Re: Did I break my laptop battery?

seth wrote:
Battery 0: Unknown, 100%

It doesn't know whether it's charging…

If you unplug the wire, the system powers down immediately? Like *IMMEDIATELY* (not "in the next few seconds")?

Yes, the battery doesn't seem to provide any power. Would the output of tlp-stat help at all?

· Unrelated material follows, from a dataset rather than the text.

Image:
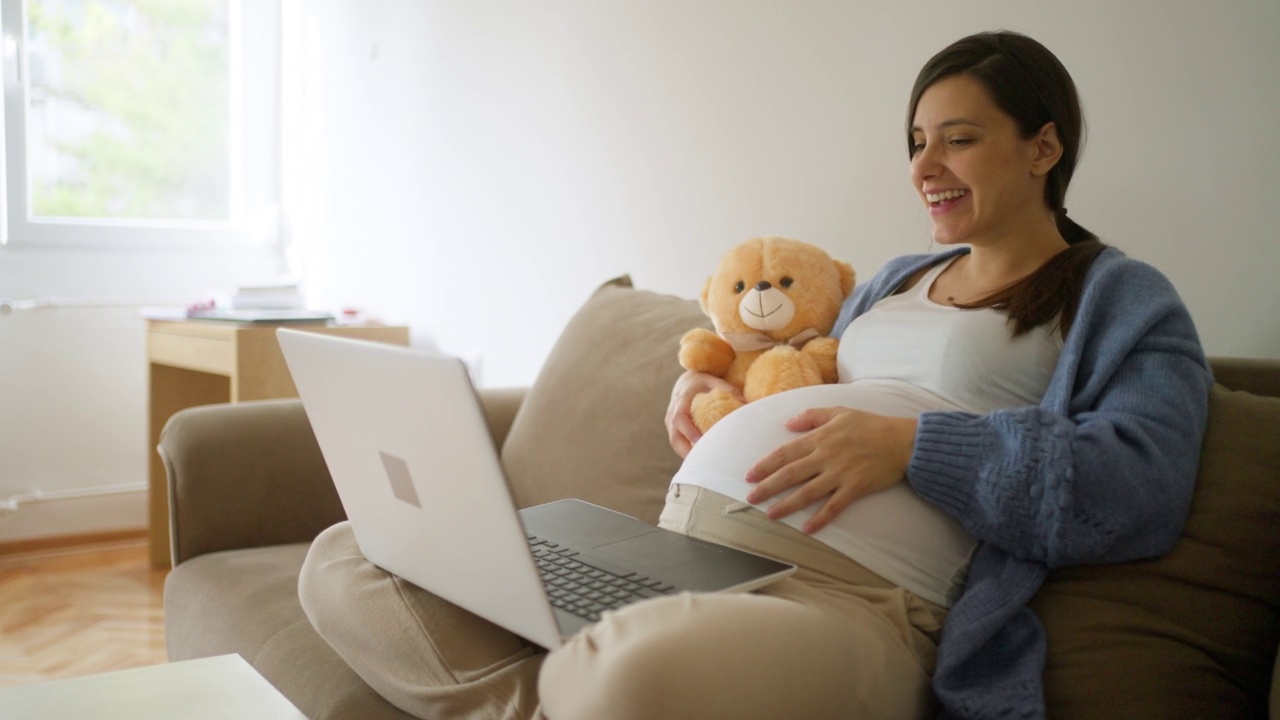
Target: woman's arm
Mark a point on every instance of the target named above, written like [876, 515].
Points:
[1111, 477]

I think it mostly tells the same story.

+++ ThinkPad Battery Status: BAT0
/sys/class/power_supply/BAT0/manufacturer                   = LGC
/sys/class/power_supply/BAT0/model_name                     = 45N1029
/sys/class/power_supply/BAT0/cycle_count                    = (not supported)
/sys/class/power_supply/BAT0/energy_full_design             =  93240 [mWh]
/sys/class/power_supply/BAT0/energy_full                    =  48790 [mWh]
/sys/class/power_supply/BAT0/energy_now                     =  48790 [mWh]
/sys/class/power_supply/BAT0/power_now                      =      0 [mW]
/sys/class/power_supply/BAT0/status                         = Unknown (threshold may prevent charging)

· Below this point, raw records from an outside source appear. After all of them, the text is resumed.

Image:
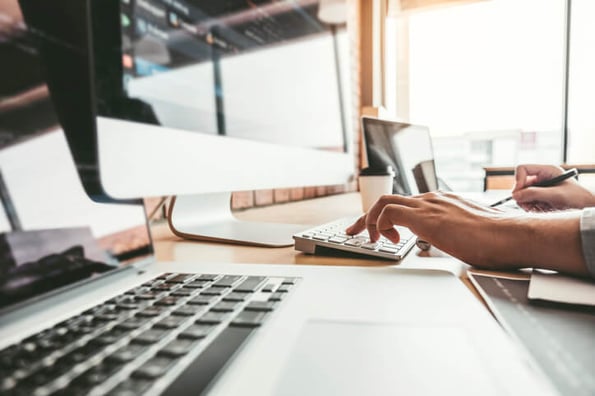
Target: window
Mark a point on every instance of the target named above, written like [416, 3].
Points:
[581, 89]
[487, 78]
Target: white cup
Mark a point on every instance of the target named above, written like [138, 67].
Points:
[374, 183]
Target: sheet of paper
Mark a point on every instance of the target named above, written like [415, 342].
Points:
[559, 288]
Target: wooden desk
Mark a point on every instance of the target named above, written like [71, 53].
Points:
[310, 212]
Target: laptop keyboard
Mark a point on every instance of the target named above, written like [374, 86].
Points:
[332, 236]
[182, 326]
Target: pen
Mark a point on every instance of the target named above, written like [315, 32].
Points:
[544, 183]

/sys/class/power_supply/BAT0/charge_start_threshold         =     96 [%]
/sys/class/power_supply/BAT0/charge_stop_threshold          =    100 [%]

Charge                                                      =  100.0 [%]
Capacity                                                    =   52.3 [%]
ewaller wrote:

You might try powering down the laptop, removing the battery, and removing external power; then let it sit for a few minutes.   Power it back up from external power, and install the battery.
Can't hurt.  It has fixed things in my HP Envy more than once.   The important part being the laptop be left alone for a while with no power source.